Dr. Longaker gasped when he later delivered the baby lamb. Its skin was intact. There were no scars to be seen.

“I will never forget that moment,” he said.

He went on to become a pediatric plastic surgeon and saw firsthand the scarring on children after they had undergone operations for cleft lips or palates. And he ran a lab devoted to figuring out how to prevent scars.

He learned that for the first two trimesters of fetal life, skin is gelatinous, “like a bowl of Jell-O,” Dr. Longaker said. Then, as the fetus develops to live outside the sterile liquid world of the womb, the skin forms a barrier to prevent water loss and block the entry of microorganisms. At that point, breach of the skin barrier could be deadly, so the body switches on a system that lets it quickly seal it.

But there is a trade-off for speed in healing a wound, Dr. Longaker noted. “The cost is loss of form and function.” And scar formation.

Dr. Tomic-Canic described the process: When there is a wound, the strong muscle under the skin contracts and brings the edges of the wound together. A clot forms as a temporary barrier over the wound, and under it, the body makes thick coils of collagen rope that form a bridge so skin cells can migrate across the gap and fill in the opening. Those collagen ropes remain — they are the scar.

As molecular biology and molecular genetics advanced, Dr. Longaker seized on the new tools to probe the molecular pathways needed to form scars. The key starting point for scarring is mechanical tension when a wound tears skin that should be taut. (Older people with loose skin are less likely to scar because their skin is under less tension.) The tear in the layers of skin prompts a type of skin cell — fibroblasts — to create collagen ropes and initiates a chain reaction of molecular events inside the skin cells. The reactions culminate in the activation of a protein called YAP, for Yes-associated protein. YAP then binds to DNA, and scarring begins.
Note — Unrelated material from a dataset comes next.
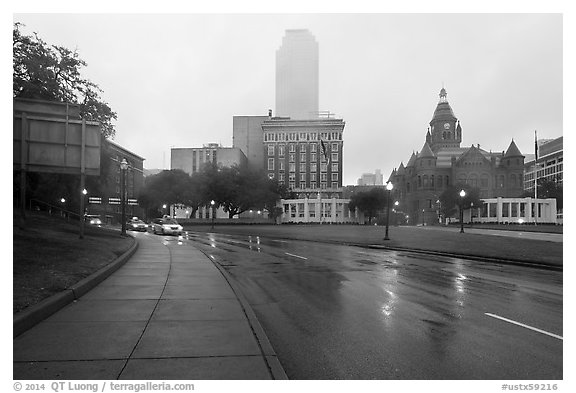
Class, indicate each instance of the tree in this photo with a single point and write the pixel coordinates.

Dr. Longaker and Dr. Gurtner bred mice without the YAP protein. Because mice have loose skin, the two had to hold the wounds open with a ring, like an embroidery hoop, to mimic the tension in human skin. The wounds healed. No scars.

They then asked: Could verteporfin have the same effect as the absence of YAP? So in another experiment, they wounded mice that could make YAP and once again held the loose skin taut with rings. They injected verteporfin around the wound. They waited to see what would happen.
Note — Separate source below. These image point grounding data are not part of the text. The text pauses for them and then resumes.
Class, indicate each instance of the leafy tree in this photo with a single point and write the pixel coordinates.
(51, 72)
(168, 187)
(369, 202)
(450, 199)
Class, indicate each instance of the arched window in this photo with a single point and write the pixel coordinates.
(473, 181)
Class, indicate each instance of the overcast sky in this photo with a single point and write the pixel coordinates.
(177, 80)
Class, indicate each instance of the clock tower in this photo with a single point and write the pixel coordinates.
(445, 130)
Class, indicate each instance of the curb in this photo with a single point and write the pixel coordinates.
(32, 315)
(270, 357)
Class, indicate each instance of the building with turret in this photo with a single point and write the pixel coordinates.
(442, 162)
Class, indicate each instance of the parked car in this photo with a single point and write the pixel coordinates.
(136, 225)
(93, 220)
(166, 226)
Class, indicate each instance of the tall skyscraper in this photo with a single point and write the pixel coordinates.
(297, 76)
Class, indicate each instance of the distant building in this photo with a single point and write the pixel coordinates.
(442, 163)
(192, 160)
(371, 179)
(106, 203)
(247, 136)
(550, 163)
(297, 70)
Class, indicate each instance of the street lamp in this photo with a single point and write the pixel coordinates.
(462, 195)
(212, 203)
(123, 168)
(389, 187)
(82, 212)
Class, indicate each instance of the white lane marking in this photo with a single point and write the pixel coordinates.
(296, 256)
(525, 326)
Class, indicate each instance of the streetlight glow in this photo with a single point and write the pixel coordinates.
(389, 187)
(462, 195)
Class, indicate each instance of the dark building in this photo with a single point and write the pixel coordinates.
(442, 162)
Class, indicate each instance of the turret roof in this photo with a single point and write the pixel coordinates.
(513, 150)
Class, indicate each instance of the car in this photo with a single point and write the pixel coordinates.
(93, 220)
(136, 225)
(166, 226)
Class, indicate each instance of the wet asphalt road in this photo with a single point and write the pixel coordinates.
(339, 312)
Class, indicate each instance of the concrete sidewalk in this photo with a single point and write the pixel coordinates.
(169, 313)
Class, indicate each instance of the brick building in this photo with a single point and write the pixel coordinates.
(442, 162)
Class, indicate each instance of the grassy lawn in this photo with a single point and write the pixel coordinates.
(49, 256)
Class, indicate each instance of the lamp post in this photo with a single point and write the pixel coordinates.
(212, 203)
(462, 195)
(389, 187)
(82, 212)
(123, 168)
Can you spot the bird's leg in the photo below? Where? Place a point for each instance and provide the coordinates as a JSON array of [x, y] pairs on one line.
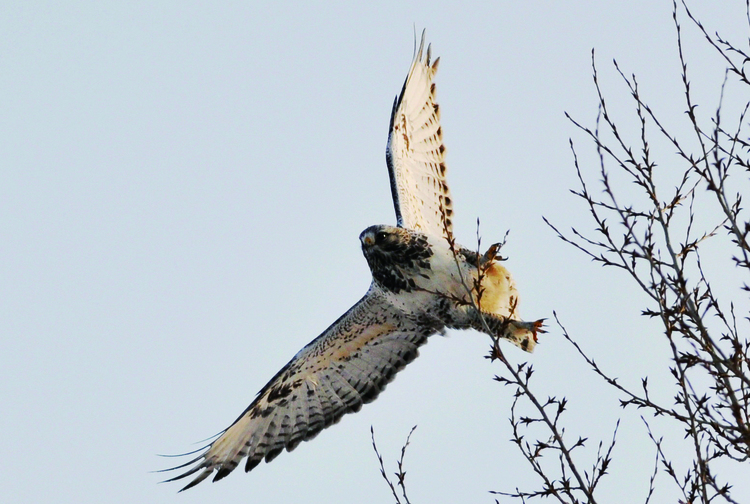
[[520, 333]]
Dr. Longaker remembers the moment. “Holy guacamole,” he said. The healed wounds looked just like normal skin. They were the same under the microscope. They grew hair. They had oil glands.

His imagination soared. He might be able to prevent scars with a few quick injections of verteporfin. And there was no reason to think he couldn’t go even farther. A patient who had a disabling and disfiguring scar could go to a surgeon who could dab the scar with lidocaine to numb the skin, cut open the scar, inject verteporfin around the edges, and close the wound. Would it reheal without the scar?

“That could change their lives,” Dr. Longaker said.

Dr. Spector said he doubted all doctors would wait until F.D.A. approval if early clinical data supported the laboratory studies. Some are sure to jump ahead and try it because there is nothing now to stop scarring.

Dr. Longaker hopes doctors hold off. Clinical trials must come first, he stressed, and safety must be assured.

“I get it,” he said. “No one is more excited than me.”

“To be honest,” he added, “I’ve been waiting for 34 years. I would love to use it. This is a big deal. But that doesn’t mean we shortcut the process.”